C 7 C 2 labels from Table 1 of Publication V.)

Because the unsupervised clustering map and feature maps were generated based on 62 attributes, description of these clusters became more complicated. Particularly, when special information about one attribute is needed, countries and territories in these seven clusters may be better regarded as components in fewer numbers of super-clusters. For example, according to the feature map of homicide rate (Figure 2), these seven clusters can be seen as components in three super-clusters:

The first one consists of C3 (34 countries) and C5 (30 countries). They have higher level of homicide rate.

The second one consists of C1 (23 countries) and C4 (24 countries). They have medium level of homicide rate.

The third one consists of C2 (26 countries), C6 (14 countries) and C7 (30 countries). They have lower level of homicide rate.

Certainly, according to other attributes, there were more possibilities to form different super-clusters, which would find their use in different research interests.

On the other hand, where necessary, within the frameworks of each of these seven clusters, several sub-clusters could also be identified. For a random example, in cluster 5, five countries, Dominican Republic (DO), Sri Lanka (LK), Morocco (MA), Panama (PA), Paraguay (PY), and El Salvador (SV) form a sub-cluster.
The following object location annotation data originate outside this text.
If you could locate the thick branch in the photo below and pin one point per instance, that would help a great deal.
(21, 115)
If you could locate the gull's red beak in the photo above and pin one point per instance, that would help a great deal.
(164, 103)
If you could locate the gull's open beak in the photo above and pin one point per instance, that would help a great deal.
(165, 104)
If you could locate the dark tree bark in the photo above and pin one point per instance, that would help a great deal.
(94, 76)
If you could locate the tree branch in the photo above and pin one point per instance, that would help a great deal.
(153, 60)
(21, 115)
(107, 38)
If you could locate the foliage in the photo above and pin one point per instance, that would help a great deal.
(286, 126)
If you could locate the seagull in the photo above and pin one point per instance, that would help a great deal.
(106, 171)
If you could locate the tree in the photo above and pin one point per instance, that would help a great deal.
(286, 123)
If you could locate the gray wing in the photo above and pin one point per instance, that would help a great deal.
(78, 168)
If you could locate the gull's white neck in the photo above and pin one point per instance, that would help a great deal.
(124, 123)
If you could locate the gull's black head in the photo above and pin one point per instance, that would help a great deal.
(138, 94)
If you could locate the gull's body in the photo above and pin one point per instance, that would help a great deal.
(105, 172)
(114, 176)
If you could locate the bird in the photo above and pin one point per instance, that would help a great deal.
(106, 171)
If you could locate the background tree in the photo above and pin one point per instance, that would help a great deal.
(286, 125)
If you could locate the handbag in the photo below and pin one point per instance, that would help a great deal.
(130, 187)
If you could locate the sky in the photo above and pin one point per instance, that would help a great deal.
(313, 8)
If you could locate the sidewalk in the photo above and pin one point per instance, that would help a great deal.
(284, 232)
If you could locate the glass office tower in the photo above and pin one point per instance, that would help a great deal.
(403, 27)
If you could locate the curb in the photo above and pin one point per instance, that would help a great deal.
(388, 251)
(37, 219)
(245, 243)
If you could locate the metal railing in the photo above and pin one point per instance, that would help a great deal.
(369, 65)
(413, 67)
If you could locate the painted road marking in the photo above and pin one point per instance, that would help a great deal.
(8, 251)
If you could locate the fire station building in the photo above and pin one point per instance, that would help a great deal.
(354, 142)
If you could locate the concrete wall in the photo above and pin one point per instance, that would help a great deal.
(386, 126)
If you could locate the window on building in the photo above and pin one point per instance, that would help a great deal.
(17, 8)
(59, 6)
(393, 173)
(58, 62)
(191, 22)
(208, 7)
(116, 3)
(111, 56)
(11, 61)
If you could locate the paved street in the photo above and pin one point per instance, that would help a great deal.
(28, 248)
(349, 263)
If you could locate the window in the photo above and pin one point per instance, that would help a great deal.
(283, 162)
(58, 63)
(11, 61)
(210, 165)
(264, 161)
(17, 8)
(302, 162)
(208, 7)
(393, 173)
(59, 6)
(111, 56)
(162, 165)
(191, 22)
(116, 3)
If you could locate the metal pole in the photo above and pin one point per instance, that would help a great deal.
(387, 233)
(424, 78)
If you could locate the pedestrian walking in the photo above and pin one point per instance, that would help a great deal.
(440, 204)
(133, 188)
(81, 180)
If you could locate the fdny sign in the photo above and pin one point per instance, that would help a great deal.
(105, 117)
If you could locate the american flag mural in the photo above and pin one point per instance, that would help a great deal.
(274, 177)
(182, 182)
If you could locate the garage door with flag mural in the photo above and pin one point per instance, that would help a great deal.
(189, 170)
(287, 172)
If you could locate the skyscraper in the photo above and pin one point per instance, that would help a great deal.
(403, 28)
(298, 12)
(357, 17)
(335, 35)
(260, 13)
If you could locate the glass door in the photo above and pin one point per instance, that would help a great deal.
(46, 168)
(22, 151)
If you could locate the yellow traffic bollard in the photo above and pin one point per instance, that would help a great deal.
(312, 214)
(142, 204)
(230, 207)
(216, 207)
It implied that they have closer common properties than those members in the same cluster. Because they were closely grouped with each other, their clustering would not differ in feature maps of different attributes.

FIGURE 2 Feature map of homicide rate

While most countries were assembled in large or small groups, a few countries were isolated. They stayed separately far away from other countries, such as Bangladesh (BD), Bolivia (BO), and Indonesia (ID). Although they have much in common with other countries in the same clusters, the map can still be used in a way of establishing the elaboration of diversity.